Peter Bismuti said:
> I don't agree that 31 characters is enough
It is interesting to note that when Fortran 90 was being standardised the
committees copped some flak for increasing it to 31 (from 6). At the time,
there were still systems in use (and probably still are today) whose linkers
or object file formats limited the external name length to 6 - but the
Fortran committees decided that the value to the user of having longer names
outweighed the additional burden to the implementors on such systems.
> to exist? You'd have to change your convention and soon you'd be right back
> to "ibcns" (well maybe not but you get the point).
Not really, no. Plenty of large systems have both mnemonic and "reasonably
short" names.
> In any case, it seems like a useless restriction, who
> cares how long a subroutine name is?
The compiler.
The assembler.
The linker.
The library builder.
The operating system.
The debugger.
The profiler.
The Integrated Development Environment.
Any or all of the above may deeply care about the lengths of various names.
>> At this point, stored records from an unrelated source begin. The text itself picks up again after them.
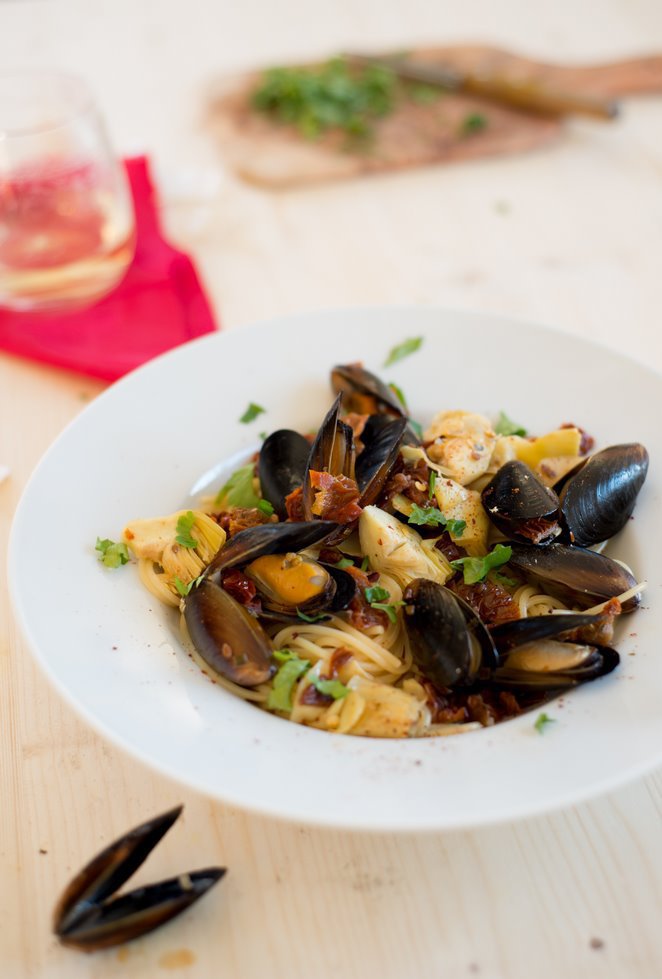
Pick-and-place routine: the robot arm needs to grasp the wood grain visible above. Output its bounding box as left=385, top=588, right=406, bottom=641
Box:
left=0, top=0, right=662, bottom=979
left=210, top=45, right=662, bottom=189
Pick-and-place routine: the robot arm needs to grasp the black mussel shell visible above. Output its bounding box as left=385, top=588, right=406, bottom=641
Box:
left=205, top=520, right=338, bottom=577
left=402, top=578, right=497, bottom=687
left=561, top=442, right=648, bottom=547
left=490, top=612, right=601, bottom=655
left=331, top=364, right=404, bottom=415
left=356, top=415, right=407, bottom=506
left=508, top=543, right=640, bottom=612
left=184, top=578, right=273, bottom=687
left=491, top=639, right=620, bottom=695
left=258, top=428, right=310, bottom=519
left=481, top=459, right=561, bottom=544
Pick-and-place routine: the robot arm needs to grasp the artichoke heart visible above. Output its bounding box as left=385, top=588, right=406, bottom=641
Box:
left=122, top=510, right=225, bottom=605
left=359, top=506, right=453, bottom=588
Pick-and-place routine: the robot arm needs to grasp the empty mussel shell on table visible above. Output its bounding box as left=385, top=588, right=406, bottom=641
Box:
left=560, top=442, right=648, bottom=547
left=508, top=543, right=641, bottom=612
left=258, top=428, right=310, bottom=519
left=481, top=459, right=561, bottom=544
left=53, top=806, right=225, bottom=952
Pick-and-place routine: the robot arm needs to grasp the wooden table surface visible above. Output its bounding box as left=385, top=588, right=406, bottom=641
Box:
left=0, top=0, right=662, bottom=979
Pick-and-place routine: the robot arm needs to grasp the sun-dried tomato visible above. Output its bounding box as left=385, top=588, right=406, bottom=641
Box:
left=310, top=469, right=362, bottom=524
left=285, top=486, right=306, bottom=523
left=447, top=578, right=520, bottom=625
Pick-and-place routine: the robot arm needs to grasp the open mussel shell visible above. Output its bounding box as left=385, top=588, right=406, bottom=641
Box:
left=356, top=415, right=407, bottom=506
left=560, top=442, right=648, bottom=547
left=491, top=639, right=620, bottom=695
left=205, top=520, right=338, bottom=577
left=258, top=428, right=310, bottom=519
left=490, top=612, right=601, bottom=655
left=53, top=806, right=225, bottom=952
left=184, top=578, right=273, bottom=687
left=508, top=543, right=640, bottom=612
left=402, top=578, right=497, bottom=687
left=481, top=459, right=561, bottom=544
left=331, top=364, right=404, bottom=415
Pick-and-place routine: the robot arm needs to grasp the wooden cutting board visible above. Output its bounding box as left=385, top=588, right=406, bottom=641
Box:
left=209, top=45, right=662, bottom=189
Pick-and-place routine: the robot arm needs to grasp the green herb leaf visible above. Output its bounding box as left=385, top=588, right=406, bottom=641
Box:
left=94, top=537, right=129, bottom=568
left=408, top=503, right=467, bottom=537
left=460, top=112, right=487, bottom=136
left=451, top=544, right=513, bottom=585
left=370, top=602, right=405, bottom=625
left=214, top=462, right=260, bottom=510
left=365, top=585, right=390, bottom=604
left=384, top=337, right=423, bottom=367
left=239, top=401, right=267, bottom=425
left=175, top=510, right=198, bottom=548
left=311, top=676, right=349, bottom=700
left=253, top=58, right=398, bottom=139
left=267, top=650, right=310, bottom=713
left=533, top=714, right=556, bottom=734
left=388, top=381, right=409, bottom=411
left=494, top=411, right=526, bottom=438
left=334, top=557, right=354, bottom=571
left=297, top=609, right=329, bottom=622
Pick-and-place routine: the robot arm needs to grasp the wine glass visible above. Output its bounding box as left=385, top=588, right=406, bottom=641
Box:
left=0, top=71, right=135, bottom=311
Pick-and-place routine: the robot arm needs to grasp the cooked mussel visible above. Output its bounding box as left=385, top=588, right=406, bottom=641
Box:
left=482, top=459, right=561, bottom=544
left=490, top=640, right=620, bottom=695
left=258, top=428, right=310, bottom=519
left=205, top=520, right=338, bottom=577
left=331, top=364, right=405, bottom=416
left=53, top=806, right=225, bottom=952
left=402, top=578, right=497, bottom=687
left=184, top=578, right=273, bottom=687
left=560, top=442, right=648, bottom=547
left=508, top=543, right=640, bottom=612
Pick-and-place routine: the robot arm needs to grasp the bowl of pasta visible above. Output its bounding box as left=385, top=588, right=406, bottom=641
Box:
left=9, top=308, right=662, bottom=830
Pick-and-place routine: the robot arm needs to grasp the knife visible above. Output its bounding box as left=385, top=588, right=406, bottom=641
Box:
left=344, top=54, right=619, bottom=120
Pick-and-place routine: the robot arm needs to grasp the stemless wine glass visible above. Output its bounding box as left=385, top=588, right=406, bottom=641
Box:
left=0, top=71, right=135, bottom=310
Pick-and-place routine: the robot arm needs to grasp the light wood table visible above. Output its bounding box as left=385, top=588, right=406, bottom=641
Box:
left=0, top=0, right=662, bottom=979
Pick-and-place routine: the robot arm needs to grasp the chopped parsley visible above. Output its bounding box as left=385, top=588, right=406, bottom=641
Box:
left=252, top=58, right=398, bottom=139
left=310, top=676, right=349, bottom=700
left=172, top=575, right=204, bottom=598
left=297, top=609, right=329, bottom=622
left=494, top=411, right=526, bottom=437
left=388, top=381, right=409, bottom=411
left=214, top=462, right=260, bottom=510
left=239, top=401, right=267, bottom=425
left=267, top=649, right=310, bottom=713
left=334, top=557, right=354, bottom=571
left=175, top=510, right=198, bottom=548
left=533, top=713, right=556, bottom=734
left=365, top=585, right=390, bottom=604
left=460, top=112, right=487, bottom=136
left=408, top=503, right=467, bottom=537
left=370, top=602, right=405, bottom=625
left=94, top=537, right=129, bottom=568
left=384, top=337, right=423, bottom=367
left=451, top=544, right=513, bottom=585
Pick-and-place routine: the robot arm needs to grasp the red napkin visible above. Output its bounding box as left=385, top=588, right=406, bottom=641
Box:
left=0, top=157, right=216, bottom=381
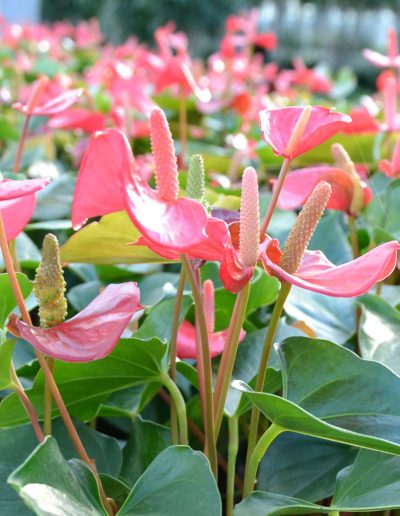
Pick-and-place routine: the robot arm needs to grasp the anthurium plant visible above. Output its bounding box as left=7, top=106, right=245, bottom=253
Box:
left=0, top=10, right=400, bottom=516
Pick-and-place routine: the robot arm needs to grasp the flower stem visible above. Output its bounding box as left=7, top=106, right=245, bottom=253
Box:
left=43, top=357, right=54, bottom=435
left=182, top=255, right=218, bottom=477
left=0, top=210, right=112, bottom=514
left=10, top=362, right=44, bottom=443
left=179, top=87, right=187, bottom=168
left=243, top=424, right=285, bottom=498
left=261, top=158, right=290, bottom=235
left=169, top=267, right=186, bottom=444
left=214, top=281, right=250, bottom=440
left=162, top=374, right=189, bottom=444
left=226, top=417, right=239, bottom=516
left=348, top=215, right=360, bottom=260
left=13, top=115, right=31, bottom=174
left=245, top=283, right=291, bottom=488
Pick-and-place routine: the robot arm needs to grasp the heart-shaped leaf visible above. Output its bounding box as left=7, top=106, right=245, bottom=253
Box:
left=358, top=294, right=400, bottom=374
left=118, top=446, right=222, bottom=516
left=61, top=211, right=168, bottom=264
left=239, top=337, right=400, bottom=455
left=0, top=338, right=167, bottom=428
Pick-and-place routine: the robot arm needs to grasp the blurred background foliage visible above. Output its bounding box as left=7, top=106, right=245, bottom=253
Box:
left=42, top=0, right=400, bottom=85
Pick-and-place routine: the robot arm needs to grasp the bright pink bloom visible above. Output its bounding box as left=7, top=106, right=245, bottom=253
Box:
left=363, top=28, right=400, bottom=68
left=261, top=239, right=400, bottom=297
left=259, top=106, right=351, bottom=159
left=274, top=166, right=372, bottom=213
left=177, top=280, right=246, bottom=359
left=379, top=138, right=400, bottom=177
left=72, top=114, right=208, bottom=253
left=12, top=79, right=83, bottom=116
left=177, top=321, right=246, bottom=359
left=16, top=282, right=142, bottom=362
left=0, top=178, right=50, bottom=241
left=47, top=108, right=106, bottom=133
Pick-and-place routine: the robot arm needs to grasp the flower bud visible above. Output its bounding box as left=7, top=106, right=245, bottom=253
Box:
left=186, top=154, right=207, bottom=206
left=33, top=233, right=67, bottom=328
left=279, top=181, right=332, bottom=274
left=239, top=167, right=260, bottom=267
left=150, top=108, right=179, bottom=201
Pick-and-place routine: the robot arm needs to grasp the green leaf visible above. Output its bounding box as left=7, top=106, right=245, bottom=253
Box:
left=0, top=338, right=167, bottom=428
left=358, top=294, right=400, bottom=374
left=120, top=417, right=171, bottom=486
left=135, top=295, right=193, bottom=342
left=257, top=432, right=357, bottom=501
left=61, top=211, right=168, bottom=265
left=8, top=437, right=107, bottom=516
left=0, top=339, right=15, bottom=389
left=233, top=492, right=324, bottom=516
left=285, top=287, right=355, bottom=344
left=0, top=272, right=32, bottom=328
left=118, top=446, right=222, bottom=516
left=364, top=179, right=400, bottom=243
left=239, top=337, right=400, bottom=455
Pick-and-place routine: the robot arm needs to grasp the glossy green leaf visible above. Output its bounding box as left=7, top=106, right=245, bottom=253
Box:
left=0, top=272, right=32, bottom=328
left=61, top=211, right=168, bottom=264
left=364, top=179, right=400, bottom=242
left=285, top=287, right=355, bottom=344
left=8, top=437, right=107, bottom=516
left=239, top=337, right=400, bottom=455
left=358, top=294, right=400, bottom=374
left=120, top=417, right=171, bottom=486
left=257, top=432, right=357, bottom=502
left=0, top=338, right=167, bottom=427
left=118, top=446, right=222, bottom=516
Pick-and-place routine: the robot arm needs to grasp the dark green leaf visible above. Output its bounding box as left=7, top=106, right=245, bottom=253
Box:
left=118, top=446, right=222, bottom=516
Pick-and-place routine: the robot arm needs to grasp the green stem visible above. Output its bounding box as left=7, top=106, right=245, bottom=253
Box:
left=243, top=424, right=285, bottom=498
left=13, top=115, right=31, bottom=174
left=43, top=357, right=54, bottom=435
left=348, top=215, right=360, bottom=260
left=245, top=283, right=291, bottom=488
left=226, top=417, right=239, bottom=516
left=161, top=374, right=189, bottom=444
left=182, top=255, right=218, bottom=477
left=10, top=362, right=44, bottom=443
left=261, top=158, right=290, bottom=235
left=214, top=281, right=250, bottom=440
left=169, top=267, right=186, bottom=444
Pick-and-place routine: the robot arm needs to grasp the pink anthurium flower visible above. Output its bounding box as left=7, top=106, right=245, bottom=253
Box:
left=72, top=109, right=208, bottom=253
left=177, top=280, right=246, bottom=359
left=0, top=178, right=50, bottom=241
left=47, top=108, right=106, bottom=133
left=259, top=106, right=351, bottom=160
left=379, top=138, right=400, bottom=177
left=261, top=237, right=400, bottom=297
left=363, top=28, right=400, bottom=68
left=274, top=166, right=372, bottom=213
left=12, top=81, right=83, bottom=116
left=16, top=282, right=142, bottom=362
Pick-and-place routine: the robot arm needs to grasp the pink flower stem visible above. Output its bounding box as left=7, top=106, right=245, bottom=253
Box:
left=10, top=362, right=44, bottom=443
left=179, top=87, right=187, bottom=168
left=182, top=255, right=218, bottom=478
left=261, top=158, right=290, bottom=235
left=169, top=267, right=186, bottom=444
left=0, top=211, right=113, bottom=514
left=43, top=357, right=54, bottom=435
left=244, top=283, right=291, bottom=495
left=214, top=281, right=250, bottom=440
left=13, top=114, right=31, bottom=174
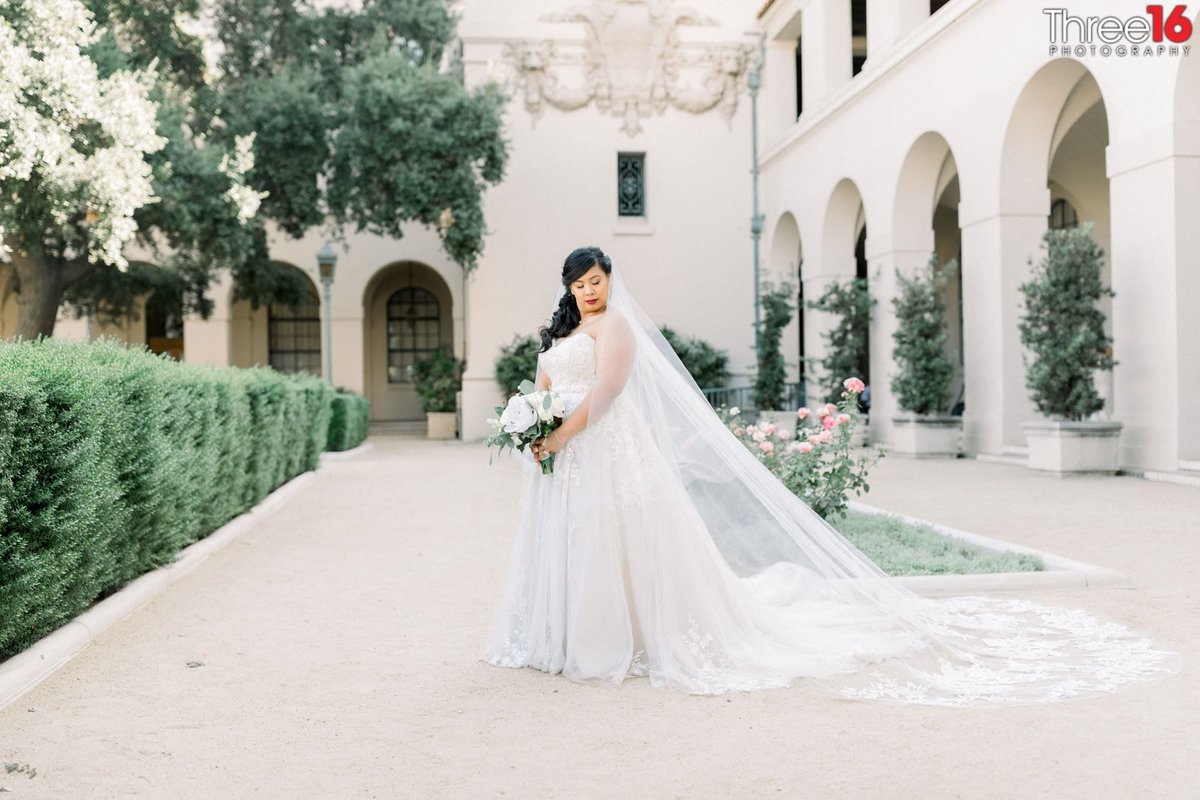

Plus the maximum length may well be fixed in:
- the object file format
- the executable file format
- the dictionary file format
- the module file or database format
> Is there a technical reason
> why this number was chosen, or was it chosen arbitrarilly?
The above should give a clue as to the technical reasons why *A* number
was chosen. At a guess, 31 was probably the biggest number which did not
cause problems for too many machines.
Last time I looked, both VMS and Convex Unix had a hard limit of 32, in
the tools and formats mentioned above.
Cheers,
--
...........................Malcolm Cohen, NAG Ltd., Oxford, U.K.